To configure Device R1:

  1. Configure the device interfaces.
  2. Configure the IBGP connections to Device R2 and Device R3.
  3. Apply the export policies for the internal peers.
  4. Configure the EBGP connection to Device R4.
  5. Apply the export policy for Device R4.
  6. Configure the EBGP connection to Device R5.
  7. Apply the export policies for Device R5.
  8. Configure OSPF connections to Device R2 and Device R3.
  9. Configure the routing policies.
  10. Configure the static and aggregate routes.
  11. Configure the autonomous system (AS) number and router ID.

Results

From configuration mode, confirm your configuration by entering the show interfaces, show protocols, show policy-options, and show routing-options commands. If the output does not display the intended configuration, repeat the instructions in this example to correct the configuration.

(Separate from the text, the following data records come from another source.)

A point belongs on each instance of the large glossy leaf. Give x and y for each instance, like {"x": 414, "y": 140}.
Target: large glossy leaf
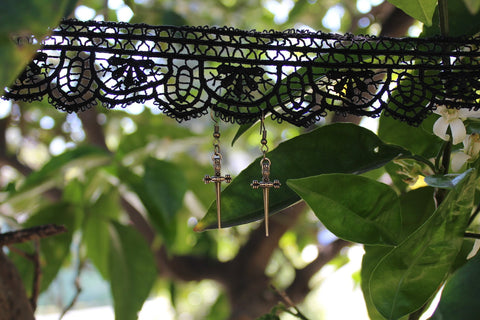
{"x": 421, "y": 10}
{"x": 352, "y": 207}
{"x": 408, "y": 276}
{"x": 337, "y": 148}
{"x": 417, "y": 206}
{"x": 161, "y": 190}
{"x": 132, "y": 271}
{"x": 419, "y": 140}
{"x": 460, "y": 295}
{"x": 26, "y": 17}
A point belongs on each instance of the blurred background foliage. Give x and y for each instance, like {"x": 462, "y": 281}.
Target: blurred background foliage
{"x": 94, "y": 171}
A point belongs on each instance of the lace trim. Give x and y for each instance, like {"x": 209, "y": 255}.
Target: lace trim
{"x": 297, "y": 76}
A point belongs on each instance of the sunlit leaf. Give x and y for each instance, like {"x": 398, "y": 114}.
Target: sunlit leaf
{"x": 472, "y": 5}
{"x": 408, "y": 276}
{"x": 419, "y": 140}
{"x": 446, "y": 181}
{"x": 337, "y": 148}
{"x": 352, "y": 207}
{"x": 161, "y": 190}
{"x": 460, "y": 295}
{"x": 462, "y": 21}
{"x": 132, "y": 271}
{"x": 421, "y": 10}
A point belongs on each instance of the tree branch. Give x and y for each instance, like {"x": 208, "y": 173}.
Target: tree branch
{"x": 35, "y": 233}
{"x": 257, "y": 251}
{"x": 299, "y": 288}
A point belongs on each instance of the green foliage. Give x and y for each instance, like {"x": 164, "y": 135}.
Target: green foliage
{"x": 412, "y": 247}
{"x": 395, "y": 286}
{"x": 344, "y": 148}
{"x": 421, "y": 10}
{"x": 161, "y": 189}
{"x": 459, "y": 297}
{"x": 457, "y": 12}
{"x": 354, "y": 208}
{"x": 53, "y": 250}
{"x": 472, "y": 5}
{"x": 132, "y": 270}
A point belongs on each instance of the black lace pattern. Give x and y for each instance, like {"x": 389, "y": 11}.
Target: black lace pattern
{"x": 296, "y": 76}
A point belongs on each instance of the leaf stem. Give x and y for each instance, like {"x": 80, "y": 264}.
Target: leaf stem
{"x": 443, "y": 15}
{"x": 471, "y": 235}
{"x": 474, "y": 215}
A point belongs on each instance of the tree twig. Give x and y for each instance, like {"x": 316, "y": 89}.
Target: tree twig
{"x": 78, "y": 287}
{"x": 37, "y": 274}
{"x": 289, "y": 302}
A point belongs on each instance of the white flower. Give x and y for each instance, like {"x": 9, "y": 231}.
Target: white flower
{"x": 469, "y": 153}
{"x": 452, "y": 118}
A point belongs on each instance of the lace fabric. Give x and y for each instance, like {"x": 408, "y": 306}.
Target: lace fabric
{"x": 296, "y": 76}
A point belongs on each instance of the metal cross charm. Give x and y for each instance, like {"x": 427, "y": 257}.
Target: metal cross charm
{"x": 217, "y": 178}
{"x": 265, "y": 184}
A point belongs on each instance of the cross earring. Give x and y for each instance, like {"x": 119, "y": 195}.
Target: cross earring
{"x": 217, "y": 178}
{"x": 265, "y": 183}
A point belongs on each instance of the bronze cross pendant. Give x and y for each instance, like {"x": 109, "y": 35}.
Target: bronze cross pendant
{"x": 265, "y": 184}
{"x": 217, "y": 179}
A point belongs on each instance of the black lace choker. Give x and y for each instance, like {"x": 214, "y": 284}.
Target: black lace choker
{"x": 296, "y": 76}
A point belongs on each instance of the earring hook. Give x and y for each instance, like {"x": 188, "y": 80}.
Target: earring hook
{"x": 211, "y": 116}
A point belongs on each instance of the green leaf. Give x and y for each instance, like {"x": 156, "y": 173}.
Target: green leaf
{"x": 95, "y": 230}
{"x": 132, "y": 271}
{"x": 460, "y": 295}
{"x": 161, "y": 190}
{"x": 417, "y": 206}
{"x": 472, "y": 5}
{"x": 419, "y": 140}
{"x": 352, "y": 207}
{"x": 86, "y": 156}
{"x": 373, "y": 255}
{"x": 337, "y": 148}
{"x": 421, "y": 10}
{"x": 446, "y": 181}
{"x": 409, "y": 275}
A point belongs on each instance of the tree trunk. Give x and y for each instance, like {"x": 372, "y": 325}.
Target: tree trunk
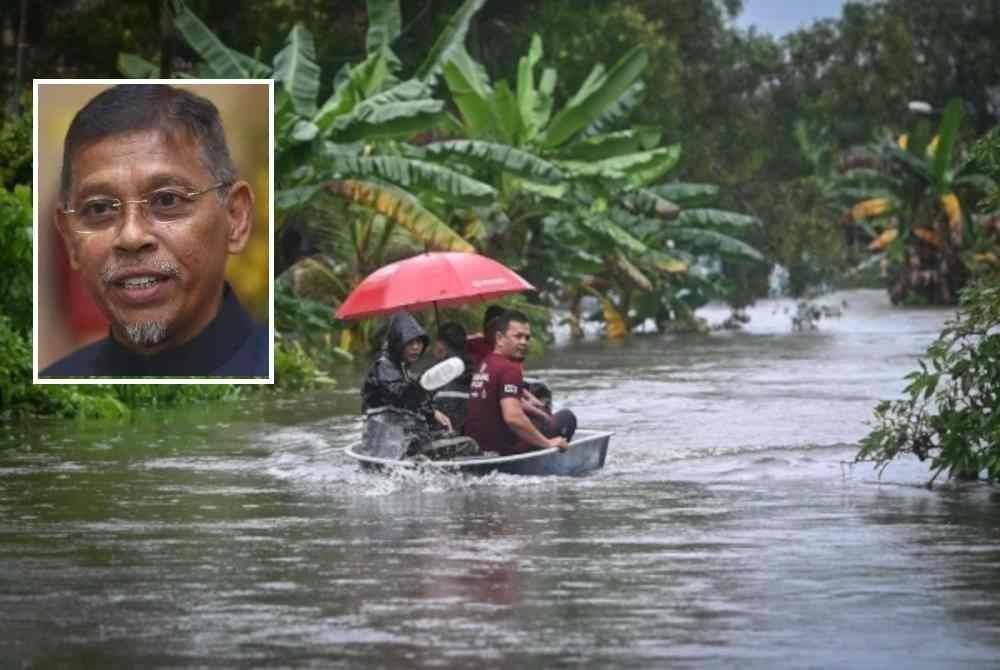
{"x": 21, "y": 62}
{"x": 166, "y": 40}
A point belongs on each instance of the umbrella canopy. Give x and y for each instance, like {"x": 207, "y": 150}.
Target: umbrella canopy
{"x": 439, "y": 279}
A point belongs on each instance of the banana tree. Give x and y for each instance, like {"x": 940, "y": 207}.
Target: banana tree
{"x": 916, "y": 209}
{"x": 340, "y": 166}
{"x": 583, "y": 210}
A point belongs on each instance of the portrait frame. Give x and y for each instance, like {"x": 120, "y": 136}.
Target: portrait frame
{"x": 57, "y": 329}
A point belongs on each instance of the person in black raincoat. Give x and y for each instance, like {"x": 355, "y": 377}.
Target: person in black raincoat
{"x": 389, "y": 382}
{"x": 453, "y": 399}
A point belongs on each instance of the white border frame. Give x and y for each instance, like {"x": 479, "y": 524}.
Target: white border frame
{"x": 270, "y": 246}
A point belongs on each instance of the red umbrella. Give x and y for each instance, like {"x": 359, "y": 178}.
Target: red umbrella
{"x": 441, "y": 279}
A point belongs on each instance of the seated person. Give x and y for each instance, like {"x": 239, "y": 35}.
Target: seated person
{"x": 389, "y": 382}
{"x": 477, "y": 346}
{"x": 453, "y": 399}
{"x": 498, "y": 417}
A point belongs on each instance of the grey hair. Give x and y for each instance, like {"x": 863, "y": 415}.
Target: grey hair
{"x": 133, "y": 107}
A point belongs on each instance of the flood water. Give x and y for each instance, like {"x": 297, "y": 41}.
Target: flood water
{"x": 728, "y": 528}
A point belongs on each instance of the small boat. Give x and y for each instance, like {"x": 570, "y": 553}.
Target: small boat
{"x": 586, "y": 453}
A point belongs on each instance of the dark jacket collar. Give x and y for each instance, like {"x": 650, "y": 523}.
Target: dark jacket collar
{"x": 200, "y": 356}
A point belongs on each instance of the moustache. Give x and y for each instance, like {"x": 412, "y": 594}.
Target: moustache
{"x": 115, "y": 272}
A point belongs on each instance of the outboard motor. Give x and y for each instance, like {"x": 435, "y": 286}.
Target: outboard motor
{"x": 394, "y": 433}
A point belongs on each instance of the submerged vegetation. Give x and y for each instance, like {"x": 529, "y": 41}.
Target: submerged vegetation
{"x": 636, "y": 157}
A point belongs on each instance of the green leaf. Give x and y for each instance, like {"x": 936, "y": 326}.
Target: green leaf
{"x": 501, "y": 156}
{"x": 135, "y": 67}
{"x": 601, "y": 223}
{"x": 384, "y": 24}
{"x": 507, "y": 113}
{"x": 355, "y": 84}
{"x": 391, "y": 120}
{"x": 472, "y": 94}
{"x": 292, "y": 198}
{"x": 714, "y": 241}
{"x": 639, "y": 167}
{"x": 295, "y": 67}
{"x": 646, "y": 201}
{"x": 223, "y": 61}
{"x": 596, "y": 96}
{"x": 410, "y": 174}
{"x": 599, "y": 147}
{"x": 450, "y": 39}
{"x": 617, "y": 113}
{"x": 715, "y": 217}
{"x": 913, "y": 163}
{"x": 947, "y": 137}
{"x": 687, "y": 194}
{"x": 405, "y": 210}
{"x": 534, "y": 106}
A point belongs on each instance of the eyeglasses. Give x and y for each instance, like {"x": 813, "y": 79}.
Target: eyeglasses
{"x": 164, "y": 205}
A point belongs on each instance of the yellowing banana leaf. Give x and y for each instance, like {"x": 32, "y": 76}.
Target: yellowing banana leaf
{"x": 405, "y": 210}
{"x": 615, "y": 323}
{"x": 632, "y": 272}
{"x": 295, "y": 67}
{"x": 670, "y": 265}
{"x": 867, "y": 209}
{"x": 883, "y": 240}
{"x": 451, "y": 39}
{"x": 928, "y": 236}
{"x": 953, "y": 209}
{"x": 414, "y": 174}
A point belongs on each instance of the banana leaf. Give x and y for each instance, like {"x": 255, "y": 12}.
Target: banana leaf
{"x": 295, "y": 67}
{"x": 646, "y": 201}
{"x": 716, "y": 242}
{"x": 472, "y": 94}
{"x": 223, "y": 61}
{"x": 599, "y": 147}
{"x": 499, "y": 156}
{"x": 619, "y": 111}
{"x": 384, "y": 24}
{"x": 715, "y": 217}
{"x": 595, "y": 97}
{"x": 415, "y": 174}
{"x": 687, "y": 194}
{"x": 405, "y": 210}
{"x": 370, "y": 121}
{"x": 534, "y": 104}
{"x": 356, "y": 84}
{"x": 450, "y": 39}
{"x": 603, "y": 226}
{"x": 947, "y": 137}
{"x": 136, "y": 67}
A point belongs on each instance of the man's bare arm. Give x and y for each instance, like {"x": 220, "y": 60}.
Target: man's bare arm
{"x": 518, "y": 421}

If you are done configuring the device, enter commit from configuration mode.

Verification

Confirm that the configuration is working properly.

Verifying the Route Advertisement to Device R4

Purpose

On Device R1, make sure that the customer routes are advertised to Device R4.

Action

user@R1> show route advertising-protocol bgp 10.1.0.6

Meaning

The adv-large-aggregates policy is applied to the peering session with Device R4 to advertise the aggregate routes with a subnet mask length between 16 and 18 bits. The 172.16.0.0/16 aggregate route is being sent as defined by the administrative policy, but a number of other routes with larger subnet masks are also being sent to Device R4.

Checking Where the Longer Routes Are Originating

Purpose

On Device R1, find where the other routes are coming from.

Action

user@R1> show route 172.16.3.16/28

Meaning

Device R1 has learned this route through its BGP session with Device R3. Because it is an active BGP route, it is automatically advertised by the BGP default policy. Remember that the default policy is always applied to the end of every policy chain. What is needed is a policy to block the more specific routes from being advertised.

Blocking the More Specific Routes

Purpose

Create a policy called not-larger-than-18 that rejects all routes within the 172.16.0.0 /16 address space that have a subnet mask length greater than or equal to 19 bits. This ensures that all aggregates with a mask between 16 and 18 bits are advertised, thus accomplishing the goal of the administrative policy.

Action

  1. On Device R1, configure the not-larger-than-18 policy.

  2. On Device R1, apply the policy to the peering session with Device R4.

  3. On Device R1, check which routes are advertised to Device R4.

    user@R1> show route advertising-protocol bgp 10.1.0.6

Meaning

The policy chain is working correctly. Only the 172.16.0.0 /16 route is advertised to Device R4.

Verifying the Route Advertisement to Device R5

Purpose

On Device R1, make sure that the customer routes are advertised to Device R5.

Device R5 is Device R1’s EBGP peer in AS 64512. The administrative policy states that this peer receives only aggregate routes larger than 18 bits in length and all customer routes. In anticipation of encountering a problem similar to the problem on Device R4, you can create a policy called not-smaller- than-18 that rejects all aggregates with mask lengths between 16 and 18 bits.

Action

  1. On Device R2, configure an aggregate route for 172.16.128.0/17.

  2. On Device R1, check which routes are advertised to Device R5.

    user@R1> show route advertising-protocol bgp 10.0.0.9

    The aggregate route 172.16.128.0/17 is advertised, in violation of the administrative policy

  3. On Device R1, configure the not-smaller-than-18 policy.

  4. On Device R1, apply the policy to the peering session with Device R5.

  5. On Device R1, check which routes are advertised to Device R5.

    user@R1> show route advertising-protocol bgp 10.0.0.9

Meaning

The policy chain is working correctly. Only aggregate routes larger than 18 bits in length and all customer routes are advertised to Device R5.